Last month Salzberg, from his position as a columnist for
Forbes.com (also printed in Forbes magazine), began his summary blast at
integrative medicine with a barrage aimed at Berman before moving on to the rest of the academic
health center community.
Freedman's conversation with Salzberg about the evidence
base for CAIM includes a rather poignant reflection on its comparison to the
evidence for psychotherapy. It is a coda
to the article worth the wait.
Comment: Freedman's article is a fascinating read. Walsh's selection of quotes captures some of its breadth, depth and gravitas. I missed Freedman's fascinating summation of his tour to Mayo, that bastion of evidence-based care: "This notion that alternative
medicine is a legitimate response to mainstream medicine's real shortcomings is
one I heard, in variations, from everyone I spoke with at the Mayo
Clinic." No wonder the anti-alternatives are blogging against Freedman.

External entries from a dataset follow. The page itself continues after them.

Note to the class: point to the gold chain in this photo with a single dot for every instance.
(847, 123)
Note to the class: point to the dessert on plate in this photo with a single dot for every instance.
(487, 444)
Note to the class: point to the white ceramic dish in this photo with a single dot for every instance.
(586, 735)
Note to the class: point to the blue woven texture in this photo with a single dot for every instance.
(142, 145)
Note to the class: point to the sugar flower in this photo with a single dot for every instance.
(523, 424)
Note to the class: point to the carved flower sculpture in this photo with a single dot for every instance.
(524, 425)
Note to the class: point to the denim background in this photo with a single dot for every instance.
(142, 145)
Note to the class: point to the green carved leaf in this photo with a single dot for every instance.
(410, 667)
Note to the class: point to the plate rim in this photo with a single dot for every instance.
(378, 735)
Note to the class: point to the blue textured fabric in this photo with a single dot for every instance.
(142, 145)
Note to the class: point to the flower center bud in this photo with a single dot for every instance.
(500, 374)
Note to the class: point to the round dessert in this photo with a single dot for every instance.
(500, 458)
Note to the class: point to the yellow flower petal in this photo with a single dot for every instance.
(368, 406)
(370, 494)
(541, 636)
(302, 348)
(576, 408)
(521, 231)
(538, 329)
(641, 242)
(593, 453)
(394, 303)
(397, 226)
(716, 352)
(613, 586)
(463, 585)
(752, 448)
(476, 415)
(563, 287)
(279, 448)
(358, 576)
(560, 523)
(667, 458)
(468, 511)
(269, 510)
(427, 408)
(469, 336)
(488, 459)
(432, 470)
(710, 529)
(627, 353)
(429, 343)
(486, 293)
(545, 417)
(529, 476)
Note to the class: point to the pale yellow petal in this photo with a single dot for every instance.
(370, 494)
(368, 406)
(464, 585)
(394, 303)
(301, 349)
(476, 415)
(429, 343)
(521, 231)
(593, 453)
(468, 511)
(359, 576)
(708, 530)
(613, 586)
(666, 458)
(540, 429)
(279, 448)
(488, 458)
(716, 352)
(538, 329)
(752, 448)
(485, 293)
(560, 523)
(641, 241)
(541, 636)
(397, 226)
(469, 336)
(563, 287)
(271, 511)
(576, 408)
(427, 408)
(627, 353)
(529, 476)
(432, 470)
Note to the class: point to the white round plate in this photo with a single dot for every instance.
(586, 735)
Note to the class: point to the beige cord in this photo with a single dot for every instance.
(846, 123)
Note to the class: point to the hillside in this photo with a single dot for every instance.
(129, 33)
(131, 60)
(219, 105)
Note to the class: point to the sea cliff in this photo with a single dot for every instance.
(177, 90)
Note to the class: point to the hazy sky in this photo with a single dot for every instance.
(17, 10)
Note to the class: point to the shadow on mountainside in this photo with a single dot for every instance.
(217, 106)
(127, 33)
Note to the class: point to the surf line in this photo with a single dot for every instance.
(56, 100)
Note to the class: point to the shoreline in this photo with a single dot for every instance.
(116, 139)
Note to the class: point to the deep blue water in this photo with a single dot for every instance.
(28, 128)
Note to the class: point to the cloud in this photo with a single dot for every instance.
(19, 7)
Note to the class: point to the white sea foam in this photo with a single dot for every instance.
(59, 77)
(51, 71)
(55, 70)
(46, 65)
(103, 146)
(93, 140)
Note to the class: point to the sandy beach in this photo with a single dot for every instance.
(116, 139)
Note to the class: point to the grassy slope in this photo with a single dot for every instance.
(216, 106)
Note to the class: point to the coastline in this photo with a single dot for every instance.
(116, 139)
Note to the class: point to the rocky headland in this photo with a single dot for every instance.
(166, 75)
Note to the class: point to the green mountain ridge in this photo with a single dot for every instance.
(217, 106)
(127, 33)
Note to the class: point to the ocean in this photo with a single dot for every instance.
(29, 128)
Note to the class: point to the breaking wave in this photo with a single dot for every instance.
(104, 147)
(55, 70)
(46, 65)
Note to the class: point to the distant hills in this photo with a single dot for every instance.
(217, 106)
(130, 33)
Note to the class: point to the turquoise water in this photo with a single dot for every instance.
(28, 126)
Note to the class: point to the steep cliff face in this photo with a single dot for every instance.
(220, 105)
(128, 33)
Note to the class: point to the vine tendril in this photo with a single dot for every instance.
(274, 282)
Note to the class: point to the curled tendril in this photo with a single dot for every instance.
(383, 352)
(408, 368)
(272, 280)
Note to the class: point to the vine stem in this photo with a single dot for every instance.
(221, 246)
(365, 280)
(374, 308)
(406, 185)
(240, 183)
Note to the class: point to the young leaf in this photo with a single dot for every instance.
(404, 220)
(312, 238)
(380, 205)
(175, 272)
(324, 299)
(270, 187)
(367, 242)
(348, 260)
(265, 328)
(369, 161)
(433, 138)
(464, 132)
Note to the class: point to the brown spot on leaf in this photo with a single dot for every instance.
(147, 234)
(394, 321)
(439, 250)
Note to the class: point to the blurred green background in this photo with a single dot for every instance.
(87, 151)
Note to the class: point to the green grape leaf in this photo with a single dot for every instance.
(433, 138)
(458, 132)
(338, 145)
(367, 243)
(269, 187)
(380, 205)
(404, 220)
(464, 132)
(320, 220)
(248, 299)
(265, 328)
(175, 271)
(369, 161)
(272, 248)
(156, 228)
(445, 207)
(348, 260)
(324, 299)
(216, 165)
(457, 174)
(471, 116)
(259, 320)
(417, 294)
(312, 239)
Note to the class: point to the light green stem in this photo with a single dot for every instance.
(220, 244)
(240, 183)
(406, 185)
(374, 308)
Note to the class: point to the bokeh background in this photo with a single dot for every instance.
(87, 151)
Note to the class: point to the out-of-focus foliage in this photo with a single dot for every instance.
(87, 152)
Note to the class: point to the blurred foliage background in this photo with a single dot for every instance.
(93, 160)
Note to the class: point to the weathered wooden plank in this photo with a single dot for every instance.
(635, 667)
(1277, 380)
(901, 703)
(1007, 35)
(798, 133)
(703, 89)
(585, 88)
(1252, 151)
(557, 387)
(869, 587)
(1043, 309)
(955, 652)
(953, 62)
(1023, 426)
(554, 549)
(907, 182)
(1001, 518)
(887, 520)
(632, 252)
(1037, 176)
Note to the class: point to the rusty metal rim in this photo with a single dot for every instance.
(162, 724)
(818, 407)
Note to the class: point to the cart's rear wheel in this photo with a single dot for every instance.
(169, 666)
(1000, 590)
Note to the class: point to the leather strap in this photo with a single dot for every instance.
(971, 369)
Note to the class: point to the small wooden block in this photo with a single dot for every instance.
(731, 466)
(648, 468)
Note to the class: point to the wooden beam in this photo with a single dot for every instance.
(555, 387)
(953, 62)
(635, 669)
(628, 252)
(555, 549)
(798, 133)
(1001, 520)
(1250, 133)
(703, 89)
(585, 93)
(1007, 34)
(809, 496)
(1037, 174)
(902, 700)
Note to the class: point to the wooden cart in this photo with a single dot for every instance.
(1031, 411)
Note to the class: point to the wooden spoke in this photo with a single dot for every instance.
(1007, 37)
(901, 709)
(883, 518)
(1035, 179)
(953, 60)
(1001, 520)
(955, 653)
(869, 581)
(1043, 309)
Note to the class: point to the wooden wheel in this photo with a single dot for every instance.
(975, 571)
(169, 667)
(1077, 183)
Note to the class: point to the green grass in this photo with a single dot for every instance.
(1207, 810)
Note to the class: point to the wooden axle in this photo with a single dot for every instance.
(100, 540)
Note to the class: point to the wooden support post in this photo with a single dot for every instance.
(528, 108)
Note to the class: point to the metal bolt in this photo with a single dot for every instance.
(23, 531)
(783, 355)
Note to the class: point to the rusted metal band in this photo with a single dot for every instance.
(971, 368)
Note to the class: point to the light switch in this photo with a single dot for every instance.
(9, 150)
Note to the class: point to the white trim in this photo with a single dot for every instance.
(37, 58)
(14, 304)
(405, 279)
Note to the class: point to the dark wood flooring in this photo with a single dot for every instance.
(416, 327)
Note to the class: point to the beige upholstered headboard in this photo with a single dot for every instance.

Read David Freedman responds to criticism of his CAM apologia and you will see that he hold up well.
I too thought dredging up "New Age" was inappropriate. This must have been a headline writer, or a marketing ploy. This is not what Freedman favored, which was "alternative medicine." Frankly, I liked this. What Freedman was weighing was what he calls "a healing model of care." Such an approach is fundamentally an alternative. The problems the system has with it is that for reasons of time, payment, practitioner training and clinician preference, it doesn't integrate very well. Maybe it's time to reclaim alternative medicine.
Walsh is right: the coda is exceptional. I was reminded of my Dad's favorite gesture after gotcha moments in debates. A simple twist of the knife.